Cancer resection prioritization

There is a concern that limited HDU/ICU bed availability and the risk of postoperative SARS-CoV-2 infection will severely limit or preclude surgical intervention for esophagogastric patients. Therefore, prioritization of cancer resection patients most likely to benefit and be at low risk of complications is important. Several groups have developed guidelines and prioritization models, including AUGIS, ESDE, Thoracic Surgery Outcomes Research Network and other groups specifically for this patient group. The medically necessary, time-sensitive (MeNTS) score has been developed and systematically scores several factors (procedure timing and resource use, disease urgency and patient risk factors) for prioritizing surgical procedures across all surgical specialties. This scoring system aims to triage MeNTS procedures, and appropriately weighs individual patient risks with the ethical necessity of optimizing resource allocation during the pandemic. This approach is applicable across a broad range of hospital settings (academic and community, urban and rural) and may be able to inform case triage as operating room capacity resumes once the acute phase of the pandemic subsides. This survey highlights the prioritization of cancer resections by centers is based on patient fitness and tumor stage. In our survey, surgeons appear to prioritize advanced tumors (i.e. high-risk nodal disease) due to high risk of disease progression. Treatment decisions are further complicated by the fact most of the patients with esophagogastric cancer are in a ‘high-risk’ category for poor outcomes if they developed COVID-19 (elderly, cardiorespiratory comorbidities and obesity). In addition, the surgery (especially thoracotomy) can both impair lung function (i.e. one lung isolation, postoperative pain and pneumonia) and potentially expose clinical teams to aerosolized viral load (bronchoscopy, double-lumen endotracheal tube placement and endoscopy).

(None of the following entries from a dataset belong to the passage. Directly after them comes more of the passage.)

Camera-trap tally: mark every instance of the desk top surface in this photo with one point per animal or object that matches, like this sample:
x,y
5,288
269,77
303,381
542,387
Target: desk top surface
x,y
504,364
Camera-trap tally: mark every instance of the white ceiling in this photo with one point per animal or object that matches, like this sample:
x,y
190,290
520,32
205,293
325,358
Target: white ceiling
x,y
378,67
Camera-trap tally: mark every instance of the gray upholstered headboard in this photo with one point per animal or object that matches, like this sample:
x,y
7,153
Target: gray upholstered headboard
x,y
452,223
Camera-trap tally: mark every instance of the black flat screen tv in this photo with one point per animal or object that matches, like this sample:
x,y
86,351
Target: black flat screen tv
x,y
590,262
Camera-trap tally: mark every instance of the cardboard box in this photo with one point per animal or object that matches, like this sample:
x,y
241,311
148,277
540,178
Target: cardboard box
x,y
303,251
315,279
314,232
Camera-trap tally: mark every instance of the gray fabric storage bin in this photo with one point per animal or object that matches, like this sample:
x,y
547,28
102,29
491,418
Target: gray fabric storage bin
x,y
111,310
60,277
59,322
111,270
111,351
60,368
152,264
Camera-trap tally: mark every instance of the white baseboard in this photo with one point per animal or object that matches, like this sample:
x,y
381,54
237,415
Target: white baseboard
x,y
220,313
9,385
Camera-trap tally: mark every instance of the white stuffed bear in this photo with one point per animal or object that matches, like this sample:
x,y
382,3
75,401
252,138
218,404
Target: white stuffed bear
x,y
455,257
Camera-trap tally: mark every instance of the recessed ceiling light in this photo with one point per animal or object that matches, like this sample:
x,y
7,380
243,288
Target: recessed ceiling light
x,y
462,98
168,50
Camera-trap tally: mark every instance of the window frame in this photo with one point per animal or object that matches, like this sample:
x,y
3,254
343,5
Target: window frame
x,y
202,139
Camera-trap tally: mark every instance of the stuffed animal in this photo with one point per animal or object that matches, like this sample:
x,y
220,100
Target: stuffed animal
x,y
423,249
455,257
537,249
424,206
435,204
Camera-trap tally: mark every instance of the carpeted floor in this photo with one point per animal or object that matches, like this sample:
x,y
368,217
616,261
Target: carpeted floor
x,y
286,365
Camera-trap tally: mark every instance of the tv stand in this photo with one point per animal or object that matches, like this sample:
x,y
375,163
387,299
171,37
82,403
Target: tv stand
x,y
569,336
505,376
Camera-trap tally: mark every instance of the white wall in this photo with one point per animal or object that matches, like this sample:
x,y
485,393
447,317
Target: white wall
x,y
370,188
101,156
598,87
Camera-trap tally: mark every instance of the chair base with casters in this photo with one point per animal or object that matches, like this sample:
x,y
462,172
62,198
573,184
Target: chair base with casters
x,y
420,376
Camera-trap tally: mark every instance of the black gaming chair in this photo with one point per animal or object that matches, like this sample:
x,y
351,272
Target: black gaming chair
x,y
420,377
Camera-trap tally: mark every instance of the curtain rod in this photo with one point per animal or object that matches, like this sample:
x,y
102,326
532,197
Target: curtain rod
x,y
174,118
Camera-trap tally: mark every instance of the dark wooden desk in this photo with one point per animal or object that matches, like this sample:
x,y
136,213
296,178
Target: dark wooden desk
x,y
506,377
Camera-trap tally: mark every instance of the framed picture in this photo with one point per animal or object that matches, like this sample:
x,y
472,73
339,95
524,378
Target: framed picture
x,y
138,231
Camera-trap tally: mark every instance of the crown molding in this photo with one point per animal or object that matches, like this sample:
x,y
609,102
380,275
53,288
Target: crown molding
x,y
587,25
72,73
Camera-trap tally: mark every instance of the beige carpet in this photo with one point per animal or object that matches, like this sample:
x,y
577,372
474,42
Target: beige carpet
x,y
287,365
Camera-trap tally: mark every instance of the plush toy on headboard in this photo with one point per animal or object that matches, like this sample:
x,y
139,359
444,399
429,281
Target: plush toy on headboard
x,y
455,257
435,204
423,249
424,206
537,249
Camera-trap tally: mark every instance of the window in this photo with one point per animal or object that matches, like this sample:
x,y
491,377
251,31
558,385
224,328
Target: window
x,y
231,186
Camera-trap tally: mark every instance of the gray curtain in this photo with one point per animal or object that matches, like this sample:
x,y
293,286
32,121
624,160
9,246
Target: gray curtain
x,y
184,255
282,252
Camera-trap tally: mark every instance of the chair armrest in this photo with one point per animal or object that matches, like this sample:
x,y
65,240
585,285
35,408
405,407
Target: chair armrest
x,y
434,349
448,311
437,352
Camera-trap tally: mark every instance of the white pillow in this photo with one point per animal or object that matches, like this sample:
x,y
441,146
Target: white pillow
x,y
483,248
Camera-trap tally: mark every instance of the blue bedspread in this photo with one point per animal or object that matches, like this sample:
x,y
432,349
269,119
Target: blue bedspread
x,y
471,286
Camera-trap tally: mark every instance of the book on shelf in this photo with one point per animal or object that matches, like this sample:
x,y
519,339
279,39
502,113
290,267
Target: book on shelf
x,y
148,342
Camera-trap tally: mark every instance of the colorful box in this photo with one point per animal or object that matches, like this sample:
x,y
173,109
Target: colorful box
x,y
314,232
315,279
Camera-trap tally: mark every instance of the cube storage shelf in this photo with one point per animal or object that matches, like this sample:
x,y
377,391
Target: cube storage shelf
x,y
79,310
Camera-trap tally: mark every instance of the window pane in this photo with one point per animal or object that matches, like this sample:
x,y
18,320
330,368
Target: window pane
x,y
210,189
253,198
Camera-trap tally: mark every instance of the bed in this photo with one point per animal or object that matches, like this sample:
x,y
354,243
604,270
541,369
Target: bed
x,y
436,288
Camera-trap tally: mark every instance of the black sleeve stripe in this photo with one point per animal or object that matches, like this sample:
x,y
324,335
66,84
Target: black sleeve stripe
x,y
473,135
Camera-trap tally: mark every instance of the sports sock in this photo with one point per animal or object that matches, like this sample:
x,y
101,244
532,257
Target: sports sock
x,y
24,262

Screening and protection in COVID-19

Due to the high prevalence of pulmonary complications following esophagogastric surgery, and the implications of postoperative COVID-19 infection, rates of asymptomatic infection, there is a convincing case for accurate preoperative testing of these patients prior to surgery. The Corona Virus Global Surgical Collaborative recommend performing routine COVID-19 testing for all patients who will undergo a surgical or interventional endoscopic procedure in institutions seeing high volumes of COVID-19 patients. In addition, American College of Surgeons advised to wait for the results of COVID-19 testing in patients who may be infected, but no further recommendation surrounding cancellation or postponement of surgery in patients testing positive. Routine screening may include symptomatic assessment via telephone triage several days before elective cancer surgery for risk stratification and preoperative CT scanning owing to high sensitivity up to 97%.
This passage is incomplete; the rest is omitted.